My understanding is that VMMs such as VMware's ESXi Server maintain shadow page tables to map virtual page addresses of guest operating systems directly to machine (hardware) addresses. I've been told that shadow page tables are then used directly by the processor's paging hardware to allow memory accesses in the VM to execute without translation overhead.
I would like to understand a bit more about how the shadow page table mechanism works in a VMM. Is my high level understanding above correct? If so,
What kind of data structures are used in the implementation of shadow page tables?
What is the flow of control from the guest operating system to the hardware?
Short of straight up reading the source code of an open source VMM, what resources can I look into to learn more about hardware virtualization?
Here is what I can tell. Please correct me if I am wrong. Shadow page table is created and maintained by Hypervisor/VMM. It is the table which contains guest virtual addresses and machine physical addresses. Imagine without shadow page table, to get into machine physical address we have to first get virtual address then walk through the OS(guest) page table to get guest physical address, then we need to convert guest physical address into machine physical address. So here is what happening, see how one guest virtual address get translated into machine physical address under the senario of shadow page table:
First physical processor will see the virutal address, and its destination is to get machine physical address. The first thing it do is trying to look at TLB(Translation look aside buffer) if the entry is in TLB we are now get the machine address. This is the most simple case which we called a TLB hit case. There is no performance issue at all. It will run in what ever call a native speed.
If there is no entry in TLB, the processor will do a page table walk in shadow page table. Assuming that there is a corresponding mapping(Guest VA to Machine Physical address), the processor will insert the value in TLB then restart the execution and we are good to go this case. This is one other good case. It may take around 10 cycle to do a look up in shadow page table, so performance wise we dont have to worry much.
Processor is doing a look up in shadow page table and it could not find the entry. Well in this case as the look up is privilege there will be a fault. The VMM(Virtual Machine Monitor) will look up into the guest page table to resolve the issue. This case is a little complicate. Any way when the VMM walk through the guest page table there will be two possibilities.

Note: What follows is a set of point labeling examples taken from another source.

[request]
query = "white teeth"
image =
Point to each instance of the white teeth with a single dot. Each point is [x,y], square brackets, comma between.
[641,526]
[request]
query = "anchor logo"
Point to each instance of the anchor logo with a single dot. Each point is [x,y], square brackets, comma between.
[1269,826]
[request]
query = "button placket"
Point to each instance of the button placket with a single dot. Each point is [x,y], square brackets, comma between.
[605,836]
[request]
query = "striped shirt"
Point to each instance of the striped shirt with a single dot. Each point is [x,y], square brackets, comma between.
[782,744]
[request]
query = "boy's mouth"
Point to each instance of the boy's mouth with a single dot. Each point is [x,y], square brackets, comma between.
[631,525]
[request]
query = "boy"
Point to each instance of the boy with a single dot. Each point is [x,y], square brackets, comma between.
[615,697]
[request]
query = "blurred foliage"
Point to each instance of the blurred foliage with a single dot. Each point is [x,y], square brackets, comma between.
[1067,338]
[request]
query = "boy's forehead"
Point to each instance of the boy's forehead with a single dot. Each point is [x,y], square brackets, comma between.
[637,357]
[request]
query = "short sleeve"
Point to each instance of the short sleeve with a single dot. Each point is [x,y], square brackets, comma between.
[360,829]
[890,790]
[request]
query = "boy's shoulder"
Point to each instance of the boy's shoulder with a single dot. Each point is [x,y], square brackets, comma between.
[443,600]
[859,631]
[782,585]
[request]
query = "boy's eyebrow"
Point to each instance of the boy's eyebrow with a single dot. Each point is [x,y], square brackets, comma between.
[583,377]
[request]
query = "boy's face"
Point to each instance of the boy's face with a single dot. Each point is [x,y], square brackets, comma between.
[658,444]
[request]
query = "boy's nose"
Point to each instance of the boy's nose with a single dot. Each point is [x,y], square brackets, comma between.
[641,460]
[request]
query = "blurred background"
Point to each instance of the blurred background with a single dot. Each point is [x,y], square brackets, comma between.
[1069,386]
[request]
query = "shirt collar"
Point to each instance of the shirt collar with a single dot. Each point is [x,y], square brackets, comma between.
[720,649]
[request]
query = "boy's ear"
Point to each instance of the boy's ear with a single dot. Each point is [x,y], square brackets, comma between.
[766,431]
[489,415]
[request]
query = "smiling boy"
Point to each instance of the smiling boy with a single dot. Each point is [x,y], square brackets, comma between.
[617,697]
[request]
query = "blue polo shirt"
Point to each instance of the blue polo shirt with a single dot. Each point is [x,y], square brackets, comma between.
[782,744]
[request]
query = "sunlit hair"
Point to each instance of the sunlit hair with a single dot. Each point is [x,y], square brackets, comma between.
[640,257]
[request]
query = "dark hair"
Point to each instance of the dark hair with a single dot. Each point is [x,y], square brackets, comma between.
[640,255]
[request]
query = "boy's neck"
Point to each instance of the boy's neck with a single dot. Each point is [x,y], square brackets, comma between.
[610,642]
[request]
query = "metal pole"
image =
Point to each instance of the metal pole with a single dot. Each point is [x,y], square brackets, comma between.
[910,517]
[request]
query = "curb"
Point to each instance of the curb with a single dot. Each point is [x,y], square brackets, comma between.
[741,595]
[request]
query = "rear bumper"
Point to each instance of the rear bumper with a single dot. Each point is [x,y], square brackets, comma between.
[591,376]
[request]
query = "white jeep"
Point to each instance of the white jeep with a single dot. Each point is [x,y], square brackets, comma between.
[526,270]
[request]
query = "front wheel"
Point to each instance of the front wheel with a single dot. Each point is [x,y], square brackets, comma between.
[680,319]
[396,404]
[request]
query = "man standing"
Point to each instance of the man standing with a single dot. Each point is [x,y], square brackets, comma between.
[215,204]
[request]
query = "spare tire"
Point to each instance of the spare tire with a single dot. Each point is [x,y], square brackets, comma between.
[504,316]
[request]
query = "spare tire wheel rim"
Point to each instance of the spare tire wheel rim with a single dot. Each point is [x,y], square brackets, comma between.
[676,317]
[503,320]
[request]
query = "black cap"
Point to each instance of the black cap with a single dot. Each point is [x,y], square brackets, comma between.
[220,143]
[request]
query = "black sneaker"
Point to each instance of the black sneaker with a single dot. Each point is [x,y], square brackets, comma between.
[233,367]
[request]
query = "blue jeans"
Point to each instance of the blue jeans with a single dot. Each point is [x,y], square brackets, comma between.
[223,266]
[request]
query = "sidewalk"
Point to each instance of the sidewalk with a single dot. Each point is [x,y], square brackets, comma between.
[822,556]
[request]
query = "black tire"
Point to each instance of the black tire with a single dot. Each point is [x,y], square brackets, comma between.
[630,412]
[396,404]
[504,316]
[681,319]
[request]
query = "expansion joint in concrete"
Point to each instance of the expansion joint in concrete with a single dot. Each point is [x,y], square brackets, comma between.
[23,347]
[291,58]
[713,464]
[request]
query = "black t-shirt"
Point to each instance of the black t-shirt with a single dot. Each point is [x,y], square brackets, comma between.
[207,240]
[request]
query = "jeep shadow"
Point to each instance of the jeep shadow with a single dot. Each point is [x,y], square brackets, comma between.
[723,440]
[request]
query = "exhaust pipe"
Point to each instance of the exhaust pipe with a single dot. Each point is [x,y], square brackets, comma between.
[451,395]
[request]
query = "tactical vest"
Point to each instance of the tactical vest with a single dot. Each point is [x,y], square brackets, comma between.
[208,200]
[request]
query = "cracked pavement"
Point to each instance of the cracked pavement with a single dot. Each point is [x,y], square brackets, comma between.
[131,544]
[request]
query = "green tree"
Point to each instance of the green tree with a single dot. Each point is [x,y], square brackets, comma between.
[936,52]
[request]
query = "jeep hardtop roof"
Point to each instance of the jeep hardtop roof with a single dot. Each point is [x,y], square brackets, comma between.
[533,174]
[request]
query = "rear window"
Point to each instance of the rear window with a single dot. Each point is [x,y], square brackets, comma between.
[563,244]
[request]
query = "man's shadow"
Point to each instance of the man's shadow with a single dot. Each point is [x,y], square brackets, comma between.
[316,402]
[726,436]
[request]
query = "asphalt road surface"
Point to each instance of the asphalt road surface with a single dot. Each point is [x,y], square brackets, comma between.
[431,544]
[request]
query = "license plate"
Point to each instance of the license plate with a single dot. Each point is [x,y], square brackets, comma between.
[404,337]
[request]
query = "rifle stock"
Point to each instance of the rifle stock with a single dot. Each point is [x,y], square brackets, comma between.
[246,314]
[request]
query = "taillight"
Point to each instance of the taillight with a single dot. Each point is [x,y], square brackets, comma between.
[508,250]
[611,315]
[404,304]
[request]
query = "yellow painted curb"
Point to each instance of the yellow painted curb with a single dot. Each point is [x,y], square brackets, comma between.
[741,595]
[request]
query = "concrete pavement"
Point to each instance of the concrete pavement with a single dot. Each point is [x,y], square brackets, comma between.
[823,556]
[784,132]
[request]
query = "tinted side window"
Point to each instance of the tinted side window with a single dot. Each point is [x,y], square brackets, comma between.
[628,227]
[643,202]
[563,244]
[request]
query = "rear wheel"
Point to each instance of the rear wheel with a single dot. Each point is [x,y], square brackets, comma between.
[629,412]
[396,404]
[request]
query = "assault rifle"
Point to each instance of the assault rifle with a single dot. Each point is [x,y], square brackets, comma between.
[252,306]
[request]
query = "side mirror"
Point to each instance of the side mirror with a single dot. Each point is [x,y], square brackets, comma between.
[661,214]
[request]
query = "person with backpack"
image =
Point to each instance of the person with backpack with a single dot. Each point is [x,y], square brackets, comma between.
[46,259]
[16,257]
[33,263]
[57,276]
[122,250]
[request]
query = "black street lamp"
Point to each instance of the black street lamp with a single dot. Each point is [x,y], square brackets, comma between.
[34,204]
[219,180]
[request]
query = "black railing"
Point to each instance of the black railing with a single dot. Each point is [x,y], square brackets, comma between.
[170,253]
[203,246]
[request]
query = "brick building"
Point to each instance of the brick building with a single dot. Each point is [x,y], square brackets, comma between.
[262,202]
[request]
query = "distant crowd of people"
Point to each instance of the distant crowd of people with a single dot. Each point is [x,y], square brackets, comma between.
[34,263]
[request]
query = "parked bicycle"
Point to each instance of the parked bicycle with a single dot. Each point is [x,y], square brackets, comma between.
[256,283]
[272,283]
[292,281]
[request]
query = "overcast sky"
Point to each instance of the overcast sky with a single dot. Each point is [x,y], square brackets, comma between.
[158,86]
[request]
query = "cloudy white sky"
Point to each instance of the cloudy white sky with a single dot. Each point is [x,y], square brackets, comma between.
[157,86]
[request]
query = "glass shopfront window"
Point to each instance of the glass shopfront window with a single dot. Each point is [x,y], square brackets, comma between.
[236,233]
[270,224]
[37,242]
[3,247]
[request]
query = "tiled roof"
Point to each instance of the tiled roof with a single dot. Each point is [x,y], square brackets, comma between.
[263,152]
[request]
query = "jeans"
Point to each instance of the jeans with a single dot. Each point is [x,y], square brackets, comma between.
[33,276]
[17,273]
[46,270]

In the case of the look up found the entry: When the look up found the entry, we can only walk in the guest page table to finally get guest physical address. Hey our target is to get the physical machine address. How do we get there. The monitor will take the guest physical address and will do the look up into their PMap table(or structure). If it found the entry, it will insert the value (basically guest virtal address, machine physical address) in to the shadow page table. Now we have the entry in shadow page table, we are good to go as when the processor restart the instruction it can get the mapping from the shadow page table. . Ah! forget to mention this case the monitor is doing a hidden page fault to resolve the issue by using PMap or PhysMap to get the corresponding machine physical address.
In the case of the look up not found the entry the monitor(VMM) will inject a virtual guest page fault. Now inside the guest it see that there is a page fault. OS will come and resolve the issue. This can take thousand to hundred thousand cycle or more in case of the page was swap out to the disk by the guest. Now assuming that the OS(guest OS) resolve the issue. We can restart the 3.1 steps.
Well the whole flow is a little complicate. I hope you will understand the process. . Note: Shadow page table is implemented in a software like: VMware, Microsof. It is only used in Binary Translation Mode(BT). With Nested Page Table we dont need a shadow page table at all.
There are some issue with shadow page table.
We are rely on the guest to invalidate the TLB. The thing is we want to keep the consistence between the guest page table and the shadow page table. Imagine what happen if the guest is update the page table, what happen if the guest is switching the process. It has to switch the page table. In this case it has to inform the hardware hey I update entry in page table and I invalidate it.
Aggressive shadow page table caching is necessary: We need to cach the shadow page table. See what happen if guest doing context switch and we have a lot of guest processes. It has to inform the hardware that it has to change it shadow page table pointer. Every switch will flash the TLB. Traditionally we have a shadow page table for every running process but we dont have as many as shadow page table compare to the processes have it table.
Write protect to guest page table (another word is tracing) to see what happen incase of example the page got lock by operating system for some reason, we have to get inform.